Smith LA, Bokhour B, Hohman KH, et al. Pediatrics. 2008;122(4):760–769
PURPOSE OF THE STUDY. There were 2 objectives for the study, (1) to define the rates of suboptimal control and underuse of controller medication in children with asthma and (2) to characterize how parental behaviors relate to these patterns.
STUDY POPULATION. The study included 754 children 2 to 13 years of age with persistent asthma in a Medicaid plan and a large provider group.
METHODS. Telephone interviews were conducted with parents of participants to determine rates of suboptimal control and controller underuse. Suboptimal control was defined as ≥4 symptom days, ≥1 symptom night, or ≥4 albuterol use days in the previous 2 weeks. Controller underuse was defined as suboptimal control and parental report of <6 days/week of inhaled steroid use.

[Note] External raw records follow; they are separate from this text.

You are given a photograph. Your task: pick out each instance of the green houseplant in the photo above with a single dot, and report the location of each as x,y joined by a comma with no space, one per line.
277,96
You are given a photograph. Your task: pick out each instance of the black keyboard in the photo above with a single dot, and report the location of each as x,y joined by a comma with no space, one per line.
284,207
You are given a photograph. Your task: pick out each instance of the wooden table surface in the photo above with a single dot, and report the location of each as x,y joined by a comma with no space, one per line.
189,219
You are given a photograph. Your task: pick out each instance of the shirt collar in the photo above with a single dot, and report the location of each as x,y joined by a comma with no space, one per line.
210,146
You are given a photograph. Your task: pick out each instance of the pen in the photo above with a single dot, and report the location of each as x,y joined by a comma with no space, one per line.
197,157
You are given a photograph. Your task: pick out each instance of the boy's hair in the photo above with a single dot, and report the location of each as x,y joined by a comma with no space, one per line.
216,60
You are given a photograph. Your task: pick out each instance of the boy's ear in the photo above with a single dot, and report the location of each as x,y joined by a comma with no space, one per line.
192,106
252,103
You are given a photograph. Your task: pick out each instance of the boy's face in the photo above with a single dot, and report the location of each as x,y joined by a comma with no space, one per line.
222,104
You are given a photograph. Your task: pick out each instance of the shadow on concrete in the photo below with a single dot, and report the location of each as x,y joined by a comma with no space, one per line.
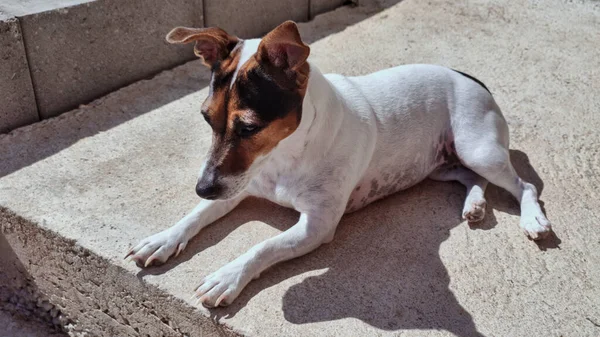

RESULTS. There were 37% of children (280 of 754 children) with suboptimal control. This was more common in Hispanic children (51%) than in black (37%) or white (22%) children. Underuse of controller medication was documented for 133 children, 48% of those with suboptimal asthma control and 18% overall. Suboptimal control was related to modifiable factors, including low parental expectations for symptom control and concern about competing household responsibilities. Controller medication underuse was related to modifiable factors, including parental evaluation of asthma control in conflict with the National Heart, Lung, and Blood Institute guidelines and lack of a schedule for asthma medications.
CONCLUSIONS. The conclusion of the authors was that deficiencies in asthma control and controller medication use are associated with potentially modifiable parental beliefs, which seem to mediate racial/ethnic and socioeconomic disparities in suboptimal control and controller medication underuse.
REVIEWER COMMENTS. This study population included only insured children, and the findings may not be generalizable to uninsured populations. Another limitation is that the study depended on parental reports and 2-week recall of symptoms and medications. However, the implications from the findings are very important, that improvement in asthma control requires sensitivity in addressing parental beliefs and household concerns.